Tumore prostatico clinicamente localizzato: cosa fare?
Oggi il tumore prostatico è il tumore maschile più comune in tutto il mondo. L’incidenza di questa malattia è aumentata dalla fine degli anni ’80 in avanti, riflettendo i costanti miglioramenti nella diagnosi a partire dalla rivoluzionaria introduzione del PSA, passando per le nuove tecniche di biopsia e di diagnosi per immagini e più recentemente, per lo sviluppo di nuovi marcatori urinari come il PCA3. Se da un lato la maggior precocità nella diagnosi ha permesso di individuare sempre più spesso tumori prostatici localizzati, clinicamente non palpabili e, pertanto, altamente guaribili,dall’altro, questi programmi di prevenzione hanno consolidato una tendenza al “sovratrattamento”. Studi autoptici condotti su pazienti deceduti per cause diverse da tumore hanno evidenziato la presenza di un cancro prostatico nel 60-70% dei casi, pertanto definito “tumore indolente”, suggerendo come molti pazienti affetti da cancro prostatico localizzato possano effettivamente non trarre benefici da un trattamento immediato. Il compito del medico non è più soltanto quello di fare diagnosi di tumore prostatico ma è anche e soprattutto quello di individuare quali pazienti debbano essere trattati e in che modo. Quali sono i casi in cui un paziente può evitare un trattamento oppure quando questi va decisamente orientato verso una determinata procedura con possibili complicanze?
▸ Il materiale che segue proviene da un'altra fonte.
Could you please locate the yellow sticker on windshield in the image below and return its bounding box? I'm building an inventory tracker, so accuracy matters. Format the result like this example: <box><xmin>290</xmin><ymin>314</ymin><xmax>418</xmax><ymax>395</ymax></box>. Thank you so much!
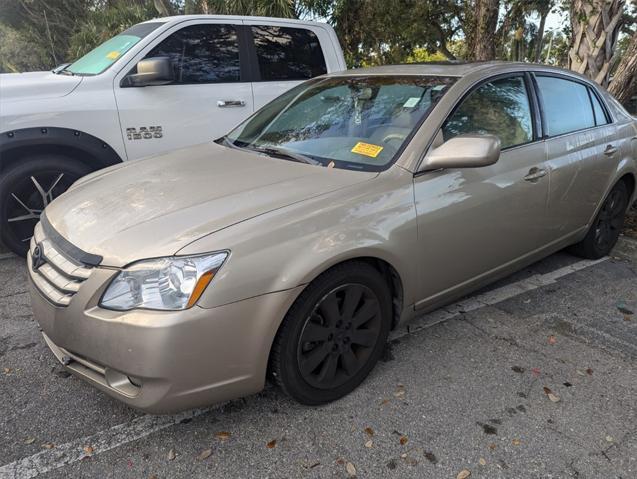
<box><xmin>352</xmin><ymin>141</ymin><xmax>383</xmax><ymax>158</ymax></box>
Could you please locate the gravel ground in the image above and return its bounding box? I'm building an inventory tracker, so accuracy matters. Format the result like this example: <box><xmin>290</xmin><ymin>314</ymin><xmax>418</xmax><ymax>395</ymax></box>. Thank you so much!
<box><xmin>0</xmin><ymin>254</ymin><xmax>637</xmax><ymax>479</ymax></box>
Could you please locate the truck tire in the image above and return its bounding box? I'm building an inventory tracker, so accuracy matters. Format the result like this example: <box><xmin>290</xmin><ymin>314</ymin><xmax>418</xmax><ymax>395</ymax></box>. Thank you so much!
<box><xmin>0</xmin><ymin>154</ymin><xmax>91</xmax><ymax>256</ymax></box>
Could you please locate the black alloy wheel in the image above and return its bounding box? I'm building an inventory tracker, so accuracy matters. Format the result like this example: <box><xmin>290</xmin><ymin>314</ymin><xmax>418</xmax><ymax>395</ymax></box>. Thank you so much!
<box><xmin>571</xmin><ymin>181</ymin><xmax>630</xmax><ymax>259</ymax></box>
<box><xmin>297</xmin><ymin>283</ymin><xmax>382</xmax><ymax>389</ymax></box>
<box><xmin>0</xmin><ymin>157</ymin><xmax>89</xmax><ymax>256</ymax></box>
<box><xmin>269</xmin><ymin>261</ymin><xmax>393</xmax><ymax>405</ymax></box>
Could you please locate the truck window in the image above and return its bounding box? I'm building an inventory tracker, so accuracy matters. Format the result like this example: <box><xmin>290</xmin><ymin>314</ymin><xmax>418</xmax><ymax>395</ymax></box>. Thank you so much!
<box><xmin>146</xmin><ymin>24</ymin><xmax>241</xmax><ymax>84</ymax></box>
<box><xmin>252</xmin><ymin>25</ymin><xmax>327</xmax><ymax>81</ymax></box>
<box><xmin>64</xmin><ymin>22</ymin><xmax>164</xmax><ymax>75</ymax></box>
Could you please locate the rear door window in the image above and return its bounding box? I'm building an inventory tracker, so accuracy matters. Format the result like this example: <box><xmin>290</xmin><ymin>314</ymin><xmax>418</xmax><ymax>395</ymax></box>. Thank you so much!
<box><xmin>536</xmin><ymin>75</ymin><xmax>595</xmax><ymax>136</ymax></box>
<box><xmin>590</xmin><ymin>89</ymin><xmax>608</xmax><ymax>126</ymax></box>
<box><xmin>146</xmin><ymin>24</ymin><xmax>241</xmax><ymax>84</ymax></box>
<box><xmin>252</xmin><ymin>25</ymin><xmax>327</xmax><ymax>81</ymax></box>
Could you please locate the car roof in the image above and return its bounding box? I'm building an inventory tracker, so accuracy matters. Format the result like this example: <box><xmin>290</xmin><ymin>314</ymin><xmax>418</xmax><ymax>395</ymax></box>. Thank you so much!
<box><xmin>327</xmin><ymin>61</ymin><xmax>584</xmax><ymax>78</ymax></box>
<box><xmin>142</xmin><ymin>15</ymin><xmax>327</xmax><ymax>26</ymax></box>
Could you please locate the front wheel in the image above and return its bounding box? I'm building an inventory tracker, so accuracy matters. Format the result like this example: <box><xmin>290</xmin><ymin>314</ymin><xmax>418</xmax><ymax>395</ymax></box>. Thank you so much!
<box><xmin>270</xmin><ymin>262</ymin><xmax>392</xmax><ymax>405</ymax></box>
<box><xmin>0</xmin><ymin>155</ymin><xmax>90</xmax><ymax>256</ymax></box>
<box><xmin>570</xmin><ymin>181</ymin><xmax>629</xmax><ymax>259</ymax></box>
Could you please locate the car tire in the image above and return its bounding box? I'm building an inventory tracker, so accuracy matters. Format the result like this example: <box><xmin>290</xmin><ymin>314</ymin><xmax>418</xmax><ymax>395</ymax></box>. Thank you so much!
<box><xmin>270</xmin><ymin>262</ymin><xmax>392</xmax><ymax>405</ymax></box>
<box><xmin>569</xmin><ymin>181</ymin><xmax>630</xmax><ymax>259</ymax></box>
<box><xmin>0</xmin><ymin>155</ymin><xmax>91</xmax><ymax>256</ymax></box>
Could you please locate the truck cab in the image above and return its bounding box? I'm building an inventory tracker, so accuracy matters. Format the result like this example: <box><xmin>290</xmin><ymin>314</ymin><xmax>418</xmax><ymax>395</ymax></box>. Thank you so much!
<box><xmin>0</xmin><ymin>15</ymin><xmax>346</xmax><ymax>254</ymax></box>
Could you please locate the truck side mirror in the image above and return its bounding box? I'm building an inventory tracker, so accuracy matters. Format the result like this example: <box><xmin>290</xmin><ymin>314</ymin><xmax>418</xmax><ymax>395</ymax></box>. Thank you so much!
<box><xmin>120</xmin><ymin>57</ymin><xmax>174</xmax><ymax>87</ymax></box>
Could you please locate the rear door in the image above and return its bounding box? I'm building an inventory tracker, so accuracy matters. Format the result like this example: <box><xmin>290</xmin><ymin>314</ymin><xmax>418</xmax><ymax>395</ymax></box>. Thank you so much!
<box><xmin>245</xmin><ymin>20</ymin><xmax>330</xmax><ymax>109</ymax></box>
<box><xmin>414</xmin><ymin>73</ymin><xmax>549</xmax><ymax>307</ymax></box>
<box><xmin>115</xmin><ymin>20</ymin><xmax>254</xmax><ymax>159</ymax></box>
<box><xmin>535</xmin><ymin>73</ymin><xmax>618</xmax><ymax>242</ymax></box>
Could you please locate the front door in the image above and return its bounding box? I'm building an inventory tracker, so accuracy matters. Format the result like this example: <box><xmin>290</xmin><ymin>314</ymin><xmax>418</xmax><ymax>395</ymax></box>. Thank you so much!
<box><xmin>115</xmin><ymin>21</ymin><xmax>254</xmax><ymax>159</ymax></box>
<box><xmin>414</xmin><ymin>75</ymin><xmax>549</xmax><ymax>307</ymax></box>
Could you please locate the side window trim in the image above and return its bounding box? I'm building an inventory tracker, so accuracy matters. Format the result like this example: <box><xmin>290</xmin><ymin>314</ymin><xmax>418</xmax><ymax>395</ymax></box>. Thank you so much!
<box><xmin>440</xmin><ymin>71</ymin><xmax>542</xmax><ymax>152</ymax></box>
<box><xmin>529</xmin><ymin>71</ymin><xmax>614</xmax><ymax>140</ymax></box>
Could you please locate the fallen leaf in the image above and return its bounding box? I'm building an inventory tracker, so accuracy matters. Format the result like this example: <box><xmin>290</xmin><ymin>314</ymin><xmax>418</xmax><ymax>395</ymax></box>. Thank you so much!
<box><xmin>456</xmin><ymin>469</ymin><xmax>471</xmax><ymax>479</ymax></box>
<box><xmin>544</xmin><ymin>386</ymin><xmax>560</xmax><ymax>402</ymax></box>
<box><xmin>197</xmin><ymin>449</ymin><xmax>212</xmax><ymax>461</ymax></box>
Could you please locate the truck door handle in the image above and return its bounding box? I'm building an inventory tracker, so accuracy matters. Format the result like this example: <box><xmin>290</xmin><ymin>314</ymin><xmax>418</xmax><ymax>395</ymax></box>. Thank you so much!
<box><xmin>524</xmin><ymin>167</ymin><xmax>547</xmax><ymax>183</ymax></box>
<box><xmin>604</xmin><ymin>145</ymin><xmax>618</xmax><ymax>156</ymax></box>
<box><xmin>217</xmin><ymin>100</ymin><xmax>246</xmax><ymax>108</ymax></box>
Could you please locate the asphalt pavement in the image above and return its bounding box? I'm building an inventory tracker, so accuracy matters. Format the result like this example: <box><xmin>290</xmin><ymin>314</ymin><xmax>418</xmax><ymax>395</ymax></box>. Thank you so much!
<box><xmin>0</xmin><ymin>253</ymin><xmax>637</xmax><ymax>479</ymax></box>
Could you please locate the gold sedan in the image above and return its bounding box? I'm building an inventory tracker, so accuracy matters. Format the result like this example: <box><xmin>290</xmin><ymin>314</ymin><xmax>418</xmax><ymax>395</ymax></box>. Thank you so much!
<box><xmin>28</xmin><ymin>63</ymin><xmax>637</xmax><ymax>412</ymax></box>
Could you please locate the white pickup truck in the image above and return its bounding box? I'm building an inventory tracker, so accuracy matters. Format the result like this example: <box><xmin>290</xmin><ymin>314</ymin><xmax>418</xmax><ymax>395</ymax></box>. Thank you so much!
<box><xmin>0</xmin><ymin>15</ymin><xmax>346</xmax><ymax>254</ymax></box>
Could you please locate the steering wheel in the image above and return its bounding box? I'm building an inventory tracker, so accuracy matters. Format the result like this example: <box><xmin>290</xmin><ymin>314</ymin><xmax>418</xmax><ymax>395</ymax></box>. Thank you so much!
<box><xmin>383</xmin><ymin>133</ymin><xmax>407</xmax><ymax>143</ymax></box>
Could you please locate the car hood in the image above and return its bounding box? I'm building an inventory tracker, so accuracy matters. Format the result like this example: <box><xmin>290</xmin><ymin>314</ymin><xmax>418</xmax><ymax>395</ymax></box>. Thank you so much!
<box><xmin>0</xmin><ymin>72</ymin><xmax>83</xmax><ymax>102</ymax></box>
<box><xmin>45</xmin><ymin>143</ymin><xmax>376</xmax><ymax>267</ymax></box>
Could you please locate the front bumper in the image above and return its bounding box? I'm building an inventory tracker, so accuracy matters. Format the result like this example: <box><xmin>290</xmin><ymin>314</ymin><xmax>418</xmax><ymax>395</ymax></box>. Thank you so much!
<box><xmin>30</xmin><ymin>268</ymin><xmax>302</xmax><ymax>413</ymax></box>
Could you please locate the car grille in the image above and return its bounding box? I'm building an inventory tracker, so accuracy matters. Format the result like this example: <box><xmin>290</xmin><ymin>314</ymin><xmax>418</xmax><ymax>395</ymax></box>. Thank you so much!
<box><xmin>27</xmin><ymin>223</ymin><xmax>93</xmax><ymax>306</ymax></box>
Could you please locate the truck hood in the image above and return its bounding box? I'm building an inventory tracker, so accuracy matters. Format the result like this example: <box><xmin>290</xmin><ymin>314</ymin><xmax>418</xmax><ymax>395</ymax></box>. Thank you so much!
<box><xmin>0</xmin><ymin>72</ymin><xmax>83</xmax><ymax>102</ymax></box>
<box><xmin>45</xmin><ymin>143</ymin><xmax>376</xmax><ymax>267</ymax></box>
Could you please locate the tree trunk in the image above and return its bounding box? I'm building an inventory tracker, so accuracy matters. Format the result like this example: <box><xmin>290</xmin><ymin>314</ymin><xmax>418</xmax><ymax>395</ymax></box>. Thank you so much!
<box><xmin>608</xmin><ymin>32</ymin><xmax>637</xmax><ymax>104</ymax></box>
<box><xmin>464</xmin><ymin>0</ymin><xmax>500</xmax><ymax>61</ymax></box>
<box><xmin>568</xmin><ymin>0</ymin><xmax>625</xmax><ymax>86</ymax></box>
<box><xmin>533</xmin><ymin>10</ymin><xmax>550</xmax><ymax>63</ymax></box>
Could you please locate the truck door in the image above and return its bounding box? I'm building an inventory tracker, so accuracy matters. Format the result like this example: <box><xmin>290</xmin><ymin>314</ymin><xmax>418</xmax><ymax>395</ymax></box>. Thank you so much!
<box><xmin>114</xmin><ymin>20</ymin><xmax>254</xmax><ymax>159</ymax></box>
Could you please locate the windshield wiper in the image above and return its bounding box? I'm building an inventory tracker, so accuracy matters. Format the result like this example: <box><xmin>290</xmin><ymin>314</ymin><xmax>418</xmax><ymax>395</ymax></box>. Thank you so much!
<box><xmin>215</xmin><ymin>135</ymin><xmax>321</xmax><ymax>165</ymax></box>
<box><xmin>246</xmin><ymin>145</ymin><xmax>321</xmax><ymax>165</ymax></box>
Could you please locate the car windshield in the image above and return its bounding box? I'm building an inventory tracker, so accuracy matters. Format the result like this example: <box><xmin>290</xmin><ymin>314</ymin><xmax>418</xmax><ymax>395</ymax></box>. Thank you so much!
<box><xmin>223</xmin><ymin>75</ymin><xmax>455</xmax><ymax>171</ymax></box>
<box><xmin>63</xmin><ymin>22</ymin><xmax>163</xmax><ymax>75</ymax></box>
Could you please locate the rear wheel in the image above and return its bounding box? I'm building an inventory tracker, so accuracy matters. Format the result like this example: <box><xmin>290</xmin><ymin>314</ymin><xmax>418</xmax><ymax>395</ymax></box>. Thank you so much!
<box><xmin>570</xmin><ymin>181</ymin><xmax>629</xmax><ymax>259</ymax></box>
<box><xmin>270</xmin><ymin>262</ymin><xmax>392</xmax><ymax>405</ymax></box>
<box><xmin>0</xmin><ymin>155</ymin><xmax>90</xmax><ymax>256</ymax></box>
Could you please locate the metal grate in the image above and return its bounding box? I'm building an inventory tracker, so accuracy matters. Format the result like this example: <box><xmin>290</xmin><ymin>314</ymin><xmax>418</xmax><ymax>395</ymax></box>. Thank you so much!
<box><xmin>27</xmin><ymin>223</ymin><xmax>93</xmax><ymax>306</ymax></box>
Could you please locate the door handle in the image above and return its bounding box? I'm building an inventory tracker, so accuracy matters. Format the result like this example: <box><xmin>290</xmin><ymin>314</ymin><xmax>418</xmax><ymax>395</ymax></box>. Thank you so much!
<box><xmin>217</xmin><ymin>100</ymin><xmax>246</xmax><ymax>108</ymax></box>
<box><xmin>604</xmin><ymin>145</ymin><xmax>618</xmax><ymax>156</ymax></box>
<box><xmin>524</xmin><ymin>167</ymin><xmax>547</xmax><ymax>183</ymax></box>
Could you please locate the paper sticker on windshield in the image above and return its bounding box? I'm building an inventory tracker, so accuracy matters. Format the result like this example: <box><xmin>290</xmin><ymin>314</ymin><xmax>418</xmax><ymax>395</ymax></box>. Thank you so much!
<box><xmin>403</xmin><ymin>96</ymin><xmax>420</xmax><ymax>108</ymax></box>
<box><xmin>352</xmin><ymin>141</ymin><xmax>383</xmax><ymax>158</ymax></box>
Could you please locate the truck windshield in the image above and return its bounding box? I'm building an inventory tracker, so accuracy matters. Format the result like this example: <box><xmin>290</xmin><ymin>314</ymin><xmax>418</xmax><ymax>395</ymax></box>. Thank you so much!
<box><xmin>60</xmin><ymin>22</ymin><xmax>164</xmax><ymax>75</ymax></box>
<box><xmin>220</xmin><ymin>75</ymin><xmax>455</xmax><ymax>171</ymax></box>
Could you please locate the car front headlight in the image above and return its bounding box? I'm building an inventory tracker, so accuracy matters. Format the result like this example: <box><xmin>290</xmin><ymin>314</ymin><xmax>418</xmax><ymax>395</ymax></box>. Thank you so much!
<box><xmin>100</xmin><ymin>252</ymin><xmax>228</xmax><ymax>311</ymax></box>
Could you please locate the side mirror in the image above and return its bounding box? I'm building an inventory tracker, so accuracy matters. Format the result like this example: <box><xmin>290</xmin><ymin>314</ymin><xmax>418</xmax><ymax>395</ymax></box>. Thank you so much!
<box><xmin>120</xmin><ymin>57</ymin><xmax>174</xmax><ymax>87</ymax></box>
<box><xmin>418</xmin><ymin>135</ymin><xmax>500</xmax><ymax>171</ymax></box>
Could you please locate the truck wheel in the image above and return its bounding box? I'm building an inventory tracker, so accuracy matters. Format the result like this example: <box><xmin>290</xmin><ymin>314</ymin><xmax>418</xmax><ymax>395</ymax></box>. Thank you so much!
<box><xmin>0</xmin><ymin>155</ymin><xmax>91</xmax><ymax>256</ymax></box>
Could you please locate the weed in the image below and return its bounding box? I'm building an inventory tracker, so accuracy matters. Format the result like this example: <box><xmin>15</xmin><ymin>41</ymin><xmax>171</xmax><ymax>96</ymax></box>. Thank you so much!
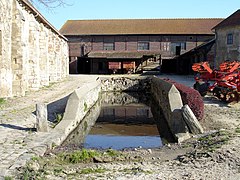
<box><xmin>0</xmin><ymin>98</ymin><xmax>6</xmax><ymax>105</ymax></box>
<box><xmin>121</xmin><ymin>167</ymin><xmax>152</xmax><ymax>174</ymax></box>
<box><xmin>53</xmin><ymin>167</ymin><xmax>63</xmax><ymax>175</ymax></box>
<box><xmin>60</xmin><ymin>149</ymin><xmax>99</xmax><ymax>164</ymax></box>
<box><xmin>84</xmin><ymin>102</ymin><xmax>87</xmax><ymax>112</ymax></box>
<box><xmin>84</xmin><ymin>121</ymin><xmax>88</xmax><ymax>132</ymax></box>
<box><xmin>54</xmin><ymin>113</ymin><xmax>63</xmax><ymax>124</ymax></box>
<box><xmin>235</xmin><ymin>127</ymin><xmax>240</xmax><ymax>133</ymax></box>
<box><xmin>80</xmin><ymin>168</ymin><xmax>107</xmax><ymax>174</ymax></box>
<box><xmin>106</xmin><ymin>149</ymin><xmax>119</xmax><ymax>157</ymax></box>
<box><xmin>4</xmin><ymin>176</ymin><xmax>13</xmax><ymax>180</ymax></box>
<box><xmin>32</xmin><ymin>156</ymin><xmax>40</xmax><ymax>161</ymax></box>
<box><xmin>198</xmin><ymin>131</ymin><xmax>230</xmax><ymax>152</ymax></box>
Due sono gli aspetti cruciali che devono essere presi in considerazione contemporaneamente:
• Valutazione del paziente (aspettativa di vita e comorbidità): l’aspettativa di vita, piuttosto che l’età biologica, è un parametro molto importante. Le comorbidità e il performance status possono influenzare l’aspettativa di vita ma anche influenzare il recupero dopo eventi avversi che possono manifestarsi dopo un particolare trattamento. Inoltre, il paziente va informato estesamente sulla propria malattia, sulle diverse opzioni di trattamento e sulle relative complicanze.
• Determinazione del rischio, cioè, la possibilità di distinguere il paziente a rischio di morte come diretta conseguenza del tumore da quello più probabilmente a rischio di morire per altre cause.